Manche Kommunen, Knetzgau etwa, garantieren schon heute, dass ihr Kläranlagen-Sediment keinen Boden belastet, wozu sie ihre Abnehmer vertraglich verpflichtet haben. Bereits eingetretene Gesetzesänderungen und die in den nächsten Jahren bevorstehenden Verschärfungen haben aber dazu geführt, dass die Kommunen kaum noch jemanden finden, der den Klärschlamm abholt. Und wenn doch, zu explodierenden Preisen. Davon weiß etwa Matthias Langguth, Betriebsleiter der Haßfurter Kläranlage, ein Lied zu singen. Mit Rückblick auf 2018 verriet er am Mittwoch dieser Redaktion: "Früher haben wir um die 50 000 Euro im Jahr für den Klärschlamm bezahlt. Inzwischen sind wir bei 200 000 Euro." Er müsse aber froh sein, wenn es überhaupt noch Abnehmer gebe. "Wir haben so gut wie keine Angebote mehr."

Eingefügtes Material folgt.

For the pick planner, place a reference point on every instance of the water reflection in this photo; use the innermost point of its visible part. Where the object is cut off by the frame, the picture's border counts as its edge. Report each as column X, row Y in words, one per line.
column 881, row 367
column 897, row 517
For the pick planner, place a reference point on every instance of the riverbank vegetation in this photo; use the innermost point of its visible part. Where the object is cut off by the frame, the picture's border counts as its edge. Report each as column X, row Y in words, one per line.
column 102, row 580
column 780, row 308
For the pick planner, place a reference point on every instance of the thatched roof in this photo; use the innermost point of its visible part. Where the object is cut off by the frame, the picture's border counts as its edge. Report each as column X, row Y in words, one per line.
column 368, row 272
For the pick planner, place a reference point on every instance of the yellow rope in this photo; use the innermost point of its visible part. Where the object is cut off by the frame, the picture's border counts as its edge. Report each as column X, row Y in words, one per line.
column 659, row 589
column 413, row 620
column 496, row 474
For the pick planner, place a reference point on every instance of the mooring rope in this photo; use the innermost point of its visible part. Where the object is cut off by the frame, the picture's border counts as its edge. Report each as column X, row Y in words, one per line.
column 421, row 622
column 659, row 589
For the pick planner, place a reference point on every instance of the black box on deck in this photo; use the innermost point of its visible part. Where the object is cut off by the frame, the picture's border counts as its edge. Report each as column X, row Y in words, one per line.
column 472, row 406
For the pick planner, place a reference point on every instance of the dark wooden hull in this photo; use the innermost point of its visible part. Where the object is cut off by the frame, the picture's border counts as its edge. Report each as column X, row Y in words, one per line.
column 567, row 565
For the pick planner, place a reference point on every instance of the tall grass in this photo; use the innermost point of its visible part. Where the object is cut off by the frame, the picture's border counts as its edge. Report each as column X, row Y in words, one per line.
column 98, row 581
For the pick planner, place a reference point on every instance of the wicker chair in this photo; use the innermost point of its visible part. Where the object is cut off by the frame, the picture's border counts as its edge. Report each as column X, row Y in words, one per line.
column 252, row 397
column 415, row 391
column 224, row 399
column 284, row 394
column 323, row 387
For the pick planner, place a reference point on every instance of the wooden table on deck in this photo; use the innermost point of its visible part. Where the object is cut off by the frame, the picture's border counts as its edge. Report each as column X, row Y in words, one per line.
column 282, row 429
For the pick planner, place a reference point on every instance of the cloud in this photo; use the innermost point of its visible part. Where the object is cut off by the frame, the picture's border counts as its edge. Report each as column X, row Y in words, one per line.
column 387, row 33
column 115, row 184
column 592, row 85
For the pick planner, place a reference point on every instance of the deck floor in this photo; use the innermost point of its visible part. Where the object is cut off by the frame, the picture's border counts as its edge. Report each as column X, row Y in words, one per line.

Weil im Prinzip alle Kommunen mit denselben Schwierigkeiten kämpfen, würde Wilfried Neubauer gerne einen Zweckverband zur Klärschlammbeseitigung gründen, der die gesamte Logistik zu steuern und verantworten hätte. Klärschlamm wird in der Regel vor Ort, also an der Kläranlage, gepresst, um den Wasseranteil zu reduzieren. Im Landkreis Haßberge fallen im Jahr 70 000 Tonnen Rohschlamm an mit einen Trockensubstanzanteil von nur 3 Prozent. Für den Transport wird der Anteil der Feststoffe auf 20 bis 25 Prozent erhöht. Verfrachtet werden sollen die Klärschlämme nach Neubauers Willen nach Hofheim, wo er neben der bestehenden Biogasanlage gerne eine Trocknungsanlage errichten würde - eine Investition in Höhe von 2,5 bis 3 Millionen Euro.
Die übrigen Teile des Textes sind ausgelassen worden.